With the optimized reaction conditions in hand, we investigated functional group compatibility and scope of the present iodine catalysed protocol for the synthesis of β-hydroxysulfides using a variety of styrenes 1a–e and thiophenols 2a–d (Table 2). Styrenes as well as thiophenols both bearing electron-withdrawing and electron-donating groups proceeded well with the present protocol. p-Chlorostyrene furnished chlorophenyl substituted β-hydroxysulfides 3e–h in yields 57–75% and p-fluoro substituted styrene afforded the corresponding products 3i–l in 62–70% with both electron-withdrawing and electron-donating groups on thiophenols. The presence of bulky isopropyl group did not affect much and the reaction proceeded well to produce the sulfides 3m–p in 60–94% yield. To test the applicability of the present methodology with poly-substituted styrene, the reaction was performed with trimethoxy-styrene, and the corresponding sulfides 3q and 3r were obtained in 64 and 70% yields. These results indicated that the type of substituent and their bulkiness had no regular effect on the yields of products.

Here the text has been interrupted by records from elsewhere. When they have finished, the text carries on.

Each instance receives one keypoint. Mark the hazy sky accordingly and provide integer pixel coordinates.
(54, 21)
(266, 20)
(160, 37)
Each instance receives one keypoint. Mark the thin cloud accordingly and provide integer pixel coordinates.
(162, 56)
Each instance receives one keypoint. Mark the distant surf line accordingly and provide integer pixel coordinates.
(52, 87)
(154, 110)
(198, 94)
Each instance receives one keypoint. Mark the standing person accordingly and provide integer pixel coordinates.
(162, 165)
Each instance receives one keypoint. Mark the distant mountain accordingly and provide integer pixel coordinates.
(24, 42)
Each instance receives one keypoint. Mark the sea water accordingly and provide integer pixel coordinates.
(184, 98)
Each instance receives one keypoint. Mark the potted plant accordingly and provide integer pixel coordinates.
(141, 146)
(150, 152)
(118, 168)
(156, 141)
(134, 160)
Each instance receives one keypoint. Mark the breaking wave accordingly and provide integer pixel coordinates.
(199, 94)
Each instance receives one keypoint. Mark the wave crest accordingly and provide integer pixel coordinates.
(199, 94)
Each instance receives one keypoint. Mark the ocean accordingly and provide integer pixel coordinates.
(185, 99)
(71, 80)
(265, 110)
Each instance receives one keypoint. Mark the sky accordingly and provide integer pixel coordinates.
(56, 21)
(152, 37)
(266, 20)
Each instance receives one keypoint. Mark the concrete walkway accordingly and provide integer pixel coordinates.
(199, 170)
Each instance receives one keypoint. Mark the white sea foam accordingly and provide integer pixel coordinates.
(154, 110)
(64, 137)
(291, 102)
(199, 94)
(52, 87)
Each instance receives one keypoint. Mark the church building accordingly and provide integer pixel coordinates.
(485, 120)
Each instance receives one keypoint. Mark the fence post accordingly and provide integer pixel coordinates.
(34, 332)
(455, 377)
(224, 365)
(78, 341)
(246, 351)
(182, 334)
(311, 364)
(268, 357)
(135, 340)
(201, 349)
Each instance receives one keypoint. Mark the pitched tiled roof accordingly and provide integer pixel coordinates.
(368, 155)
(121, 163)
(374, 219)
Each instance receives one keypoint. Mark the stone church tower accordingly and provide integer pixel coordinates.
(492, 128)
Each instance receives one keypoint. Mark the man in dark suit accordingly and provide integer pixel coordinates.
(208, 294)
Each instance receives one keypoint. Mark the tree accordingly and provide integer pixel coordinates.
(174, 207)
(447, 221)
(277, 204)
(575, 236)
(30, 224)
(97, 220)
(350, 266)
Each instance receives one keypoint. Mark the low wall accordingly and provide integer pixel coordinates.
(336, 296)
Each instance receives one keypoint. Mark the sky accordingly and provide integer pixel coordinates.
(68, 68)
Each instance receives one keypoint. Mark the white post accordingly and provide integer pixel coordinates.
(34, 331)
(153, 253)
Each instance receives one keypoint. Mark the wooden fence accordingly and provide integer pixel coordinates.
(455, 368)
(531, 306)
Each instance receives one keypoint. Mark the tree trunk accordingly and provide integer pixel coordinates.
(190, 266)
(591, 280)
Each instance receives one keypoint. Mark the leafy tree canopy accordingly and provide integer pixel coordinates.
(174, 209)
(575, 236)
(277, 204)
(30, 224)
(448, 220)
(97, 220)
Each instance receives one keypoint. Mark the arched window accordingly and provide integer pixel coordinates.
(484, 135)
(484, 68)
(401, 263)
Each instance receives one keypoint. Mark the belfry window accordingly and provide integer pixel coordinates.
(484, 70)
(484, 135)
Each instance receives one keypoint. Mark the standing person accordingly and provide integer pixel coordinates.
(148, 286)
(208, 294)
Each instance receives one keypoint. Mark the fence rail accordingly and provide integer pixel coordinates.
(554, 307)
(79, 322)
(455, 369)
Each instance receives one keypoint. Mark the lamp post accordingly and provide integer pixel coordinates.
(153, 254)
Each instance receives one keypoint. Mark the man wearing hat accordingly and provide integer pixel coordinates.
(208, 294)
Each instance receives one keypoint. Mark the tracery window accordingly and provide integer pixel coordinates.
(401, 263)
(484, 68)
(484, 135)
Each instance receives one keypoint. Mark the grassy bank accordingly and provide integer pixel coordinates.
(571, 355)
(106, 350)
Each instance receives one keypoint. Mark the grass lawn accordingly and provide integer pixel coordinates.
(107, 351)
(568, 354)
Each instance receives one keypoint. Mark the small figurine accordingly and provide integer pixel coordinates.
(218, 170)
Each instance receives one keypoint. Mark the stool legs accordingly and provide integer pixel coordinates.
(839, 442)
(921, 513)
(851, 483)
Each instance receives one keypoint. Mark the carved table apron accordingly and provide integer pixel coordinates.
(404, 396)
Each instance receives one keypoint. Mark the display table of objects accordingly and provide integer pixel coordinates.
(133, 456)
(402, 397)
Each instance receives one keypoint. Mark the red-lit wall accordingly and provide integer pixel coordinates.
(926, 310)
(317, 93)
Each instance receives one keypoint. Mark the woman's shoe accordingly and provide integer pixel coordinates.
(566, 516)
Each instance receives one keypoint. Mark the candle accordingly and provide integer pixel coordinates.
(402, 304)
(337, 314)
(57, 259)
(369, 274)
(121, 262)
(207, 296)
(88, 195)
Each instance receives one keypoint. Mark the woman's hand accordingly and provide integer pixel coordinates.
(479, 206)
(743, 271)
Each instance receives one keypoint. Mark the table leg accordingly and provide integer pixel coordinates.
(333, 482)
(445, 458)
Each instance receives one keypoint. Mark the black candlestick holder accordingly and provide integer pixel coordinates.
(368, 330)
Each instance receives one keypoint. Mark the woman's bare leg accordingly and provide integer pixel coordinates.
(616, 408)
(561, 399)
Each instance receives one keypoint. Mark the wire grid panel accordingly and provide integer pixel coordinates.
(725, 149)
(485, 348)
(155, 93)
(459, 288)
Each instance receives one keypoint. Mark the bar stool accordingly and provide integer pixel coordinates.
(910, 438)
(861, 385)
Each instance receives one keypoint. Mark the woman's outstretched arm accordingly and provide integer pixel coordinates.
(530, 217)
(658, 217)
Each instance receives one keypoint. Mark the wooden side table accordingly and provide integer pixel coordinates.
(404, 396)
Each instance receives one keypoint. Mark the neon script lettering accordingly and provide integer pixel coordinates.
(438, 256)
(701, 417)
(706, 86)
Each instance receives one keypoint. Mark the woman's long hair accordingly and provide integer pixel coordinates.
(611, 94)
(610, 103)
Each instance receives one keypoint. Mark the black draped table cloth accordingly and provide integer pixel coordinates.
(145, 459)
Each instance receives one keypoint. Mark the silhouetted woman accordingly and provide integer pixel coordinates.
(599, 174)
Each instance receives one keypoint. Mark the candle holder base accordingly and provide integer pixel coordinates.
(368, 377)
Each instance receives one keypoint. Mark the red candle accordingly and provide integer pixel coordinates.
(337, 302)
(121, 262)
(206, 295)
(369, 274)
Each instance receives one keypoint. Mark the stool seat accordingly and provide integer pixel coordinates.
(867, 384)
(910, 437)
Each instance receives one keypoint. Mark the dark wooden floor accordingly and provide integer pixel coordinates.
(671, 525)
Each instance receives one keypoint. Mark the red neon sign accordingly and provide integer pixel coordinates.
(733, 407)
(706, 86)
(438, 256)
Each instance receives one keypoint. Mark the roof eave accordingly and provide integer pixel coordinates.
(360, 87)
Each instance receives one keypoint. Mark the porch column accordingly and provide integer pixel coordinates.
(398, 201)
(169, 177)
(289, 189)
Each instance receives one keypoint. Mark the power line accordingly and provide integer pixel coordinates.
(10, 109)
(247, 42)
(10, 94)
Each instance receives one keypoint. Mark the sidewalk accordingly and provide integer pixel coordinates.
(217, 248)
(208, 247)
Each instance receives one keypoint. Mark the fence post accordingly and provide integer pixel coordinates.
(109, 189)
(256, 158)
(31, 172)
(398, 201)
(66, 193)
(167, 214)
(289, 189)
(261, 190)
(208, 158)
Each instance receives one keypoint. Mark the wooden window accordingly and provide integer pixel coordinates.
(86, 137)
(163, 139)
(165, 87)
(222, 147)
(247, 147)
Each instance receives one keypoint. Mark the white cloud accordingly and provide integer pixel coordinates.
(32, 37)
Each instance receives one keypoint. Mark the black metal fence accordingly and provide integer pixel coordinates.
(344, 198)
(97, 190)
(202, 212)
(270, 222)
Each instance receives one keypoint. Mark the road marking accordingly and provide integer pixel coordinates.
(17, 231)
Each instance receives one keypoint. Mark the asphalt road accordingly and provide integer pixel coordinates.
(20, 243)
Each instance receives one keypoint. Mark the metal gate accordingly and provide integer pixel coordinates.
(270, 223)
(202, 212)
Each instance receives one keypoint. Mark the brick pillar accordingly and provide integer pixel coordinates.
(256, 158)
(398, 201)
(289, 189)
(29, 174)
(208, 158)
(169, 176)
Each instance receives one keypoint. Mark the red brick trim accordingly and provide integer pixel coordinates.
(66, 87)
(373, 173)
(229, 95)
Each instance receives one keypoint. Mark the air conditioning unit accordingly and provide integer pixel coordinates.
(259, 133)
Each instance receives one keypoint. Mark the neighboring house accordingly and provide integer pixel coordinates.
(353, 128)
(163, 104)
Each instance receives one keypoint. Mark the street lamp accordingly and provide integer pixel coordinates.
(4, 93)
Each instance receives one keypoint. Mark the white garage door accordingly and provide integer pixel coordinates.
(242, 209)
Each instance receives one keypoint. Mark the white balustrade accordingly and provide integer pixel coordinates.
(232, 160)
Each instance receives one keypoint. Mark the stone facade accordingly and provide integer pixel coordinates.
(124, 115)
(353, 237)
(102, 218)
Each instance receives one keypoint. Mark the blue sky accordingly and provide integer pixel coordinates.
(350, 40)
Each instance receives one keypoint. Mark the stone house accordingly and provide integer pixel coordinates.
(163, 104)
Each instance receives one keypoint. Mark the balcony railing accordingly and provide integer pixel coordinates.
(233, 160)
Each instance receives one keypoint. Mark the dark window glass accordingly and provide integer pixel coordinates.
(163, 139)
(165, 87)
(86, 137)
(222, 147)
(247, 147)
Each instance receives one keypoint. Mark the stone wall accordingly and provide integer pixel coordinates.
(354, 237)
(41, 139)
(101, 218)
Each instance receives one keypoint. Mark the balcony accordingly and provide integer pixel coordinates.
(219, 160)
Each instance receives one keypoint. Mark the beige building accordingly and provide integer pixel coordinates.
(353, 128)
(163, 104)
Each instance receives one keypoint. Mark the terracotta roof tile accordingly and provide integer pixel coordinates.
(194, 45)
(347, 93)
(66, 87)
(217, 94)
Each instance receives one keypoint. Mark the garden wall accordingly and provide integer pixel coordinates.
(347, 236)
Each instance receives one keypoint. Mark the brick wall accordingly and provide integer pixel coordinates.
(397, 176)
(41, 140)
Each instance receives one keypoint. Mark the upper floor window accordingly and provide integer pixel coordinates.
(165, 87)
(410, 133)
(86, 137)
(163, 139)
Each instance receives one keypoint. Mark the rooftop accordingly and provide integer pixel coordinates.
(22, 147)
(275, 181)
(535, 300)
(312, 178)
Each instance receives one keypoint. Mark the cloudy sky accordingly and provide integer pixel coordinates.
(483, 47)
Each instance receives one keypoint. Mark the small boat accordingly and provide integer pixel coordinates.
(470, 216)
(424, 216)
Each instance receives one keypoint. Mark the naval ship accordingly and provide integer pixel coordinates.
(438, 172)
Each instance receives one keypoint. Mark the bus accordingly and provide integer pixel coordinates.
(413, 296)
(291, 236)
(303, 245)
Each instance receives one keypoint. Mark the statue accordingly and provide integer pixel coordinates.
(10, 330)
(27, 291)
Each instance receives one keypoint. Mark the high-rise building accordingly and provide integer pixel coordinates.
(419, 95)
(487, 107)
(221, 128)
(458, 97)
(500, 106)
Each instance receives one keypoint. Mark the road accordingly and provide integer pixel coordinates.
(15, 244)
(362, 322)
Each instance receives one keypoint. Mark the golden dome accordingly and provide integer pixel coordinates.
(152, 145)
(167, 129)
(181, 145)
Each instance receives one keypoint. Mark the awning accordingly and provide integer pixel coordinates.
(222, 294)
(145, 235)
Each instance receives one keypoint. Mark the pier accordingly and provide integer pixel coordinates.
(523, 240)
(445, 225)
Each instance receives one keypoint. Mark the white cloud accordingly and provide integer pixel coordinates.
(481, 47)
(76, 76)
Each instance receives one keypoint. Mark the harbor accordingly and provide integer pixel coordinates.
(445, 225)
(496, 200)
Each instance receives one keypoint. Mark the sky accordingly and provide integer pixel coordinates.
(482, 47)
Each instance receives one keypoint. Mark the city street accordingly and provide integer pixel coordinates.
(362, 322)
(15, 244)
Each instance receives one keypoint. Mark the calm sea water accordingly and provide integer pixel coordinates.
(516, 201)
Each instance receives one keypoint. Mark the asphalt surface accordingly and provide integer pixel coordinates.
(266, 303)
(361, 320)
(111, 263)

To understand the mechanism, we performed a couple of experiments using styrene (0.6 mmol), thiophenol (0.3 mmol), iodine (0.15 mmol) in 2 mL of DMSO at 60 °C for 12 h (Scheme 2). The reaction, when carried out in the presence of TEMPO (0.9 mmol), furnished β-hydroxysulfide 3a in traces indicating the radical pathway of the reaction (Scheme 2a). When the reaction was carried out under nitrogen atmosphere, it proceeded smoothly furnishing the product in 70% yield, signifying that the oxygen atom of the hydroxyl group is originating from the oxidant DMSO (Scheme 2b).

On the basis of our studies, a plausible reaction pathway for the difunctionalization of styrenes is illustrated in Scheme 3. Initially, the nucleophilic aryl thiol 2 attacks the electrophilic iodine centre leading to the formation of intermediate ArS–I (A). The species ArS–I liberates ArS^._, which reacts with electron-rich styrene 1 to deliver a benzylic free radical intermediate B and iodine free radical. The presence of iodine free radical makes dimethylsulfoxide susceptible to attack at benzylic position of intermediate B leading to the generation of intermediate C. The attack of HI on C affords the desired β-hydroxysulfide 3 and regenerates iodine. Though there is no direct evidence for the formation of ArSI species, its formation from thiophenols is suggested in the literature.⁹

In summary, we have developed a metal-free, green and environmentally friendly method for the synthesis of β-hydroxysulfides in good to excellent yields from styrenes and thiophenols using an inexpensive, nontoxic and eco-friendly iodine/DMSO system. The iodine-mediated synthesis of various sulfur containing compounds is under investigation in our laboratory.